BERDASARKAN wawancara tirto.id bersama Habib Zein Umar bin Smith, menurut beliau orang-orang Hadramaut dari golongan sayyid datang ke Nusantara lewat Muhammad al-Faqih Muqaddam dibagi menjadi dua. Yang banyak mungkin yang Anda kenal Syekh Abu Bakar, keluarga al-Attas, keluarga Al Habsy. Satu lagi dari ami (ibu) Faqih Muqaddam itu keluarga seperti kita, Al Hadad, bin Smithitu semua dari Amir Faqih. Kebanyakan keturunan Faqih Muqaddam masih di Hadramaut, banyak yang hijrah ke arah India.

Mereka ada di Gujarat, dan keturunan inilah yang masuk ke Indonesia lewat Aceh. Lalu keturunan ini ada juga yang pergi ke Thailand dan Kambojaini kebanyakan keturunan dari Abdul Malik. Karena Abdul Malik itu diangkat mantu oleh raja, dia mendapat titel Al Ahmad Khan. Pergi ke Indonesia lewat Aceh, lalu turun ke Palembang dan kemudian ke Jawa. Keluarga Ahmad Khan ini yang menurunkan Walisanga.

Sekarang ini ada keturunan Walisanga yang ingin diklaim, ingin dibelokkan. Jadi, Rabithah Alawiyah punya kepentingan ingin membuat kajian sejarah akademis. Kita akan meminta beberapa universitas dari bagian sejarah untuk memverifikasi, menjustifikasi: yang benar yang mana, jangan mengaku-ngaku. Jadi ada faktanya. Literatur banyak, sejarah perlu diluruskan kalau tidak benar. Para wali ini mengenalkan Islam tidak dengan frontal.

 

Beda dengan Islam masuk di Eropa?

Islam masuk ke Eropa di Andalusia itu dengan kekerasan. Sedang di Indonesia, para keturunan Rasulullah ini masuk dengan pendekatan kultur lokal. Diikuti, lalu sedikit-dikit digeser, sehingga tidak terjadi peperangan termasuk masuk kepada kesultanan-kesultanan. Maka jadilah Islam di Nusantara tanpa menumpahkan darah. Diakui sebagai dakwah paling efektif yang pernah ada di dunia. Semuanya bisa lihat, masuk tanpa peperangan.

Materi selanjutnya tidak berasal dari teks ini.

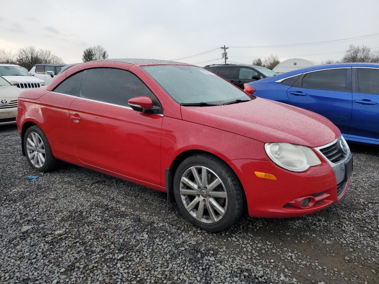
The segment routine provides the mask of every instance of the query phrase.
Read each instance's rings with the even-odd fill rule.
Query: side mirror
[[[128,104],[136,111],[153,113],[153,101],[149,97],[136,97],[129,99]]]

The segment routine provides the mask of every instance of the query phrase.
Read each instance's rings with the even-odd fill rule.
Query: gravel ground
[[[0,282],[379,283],[379,148],[351,145],[337,204],[215,234],[164,193],[67,164],[33,170],[14,126],[0,141]]]

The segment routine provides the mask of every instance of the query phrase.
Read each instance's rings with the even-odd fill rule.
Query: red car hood
[[[225,106],[181,106],[183,120],[222,129],[262,142],[317,147],[331,142],[339,130],[306,109],[261,98]]]

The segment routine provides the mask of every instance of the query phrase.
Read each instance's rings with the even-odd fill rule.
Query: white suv
[[[14,64],[0,64],[0,75],[8,82],[17,82],[20,89],[45,87],[46,84],[43,80],[35,78],[26,69]]]
[[[48,84],[56,76],[64,64],[36,64],[29,73],[32,76],[44,80]]]

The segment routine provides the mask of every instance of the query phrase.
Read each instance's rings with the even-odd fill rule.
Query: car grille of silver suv
[[[17,86],[20,89],[31,89],[39,88],[39,83],[19,83]]]
[[[4,109],[6,108],[13,108],[17,107],[17,100],[14,100],[11,101],[10,102],[8,105],[0,105],[0,109]]]

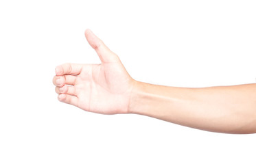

Dengan perkembangan ini, lalu keturunan-keturunan ini berasimilasi dengan penduduk setempat. Karena para keturunan Alawiyin dari Hadramautketurunan dari Ahmad al-Muhajiryang datang ke sini, pada saat hijrah, ada yang tidak membawa istrinya, ada yang masih bujang. Kemudian kawin dengan orang orang setempat. Ini kemudian menjadi satu kesatuan yang sempurna. Lalu keturunan-keturunan ini menjadi bagian bangsa ini. Kita menghormati penduduk lokal dengan sebutan kalimat saudara ibu.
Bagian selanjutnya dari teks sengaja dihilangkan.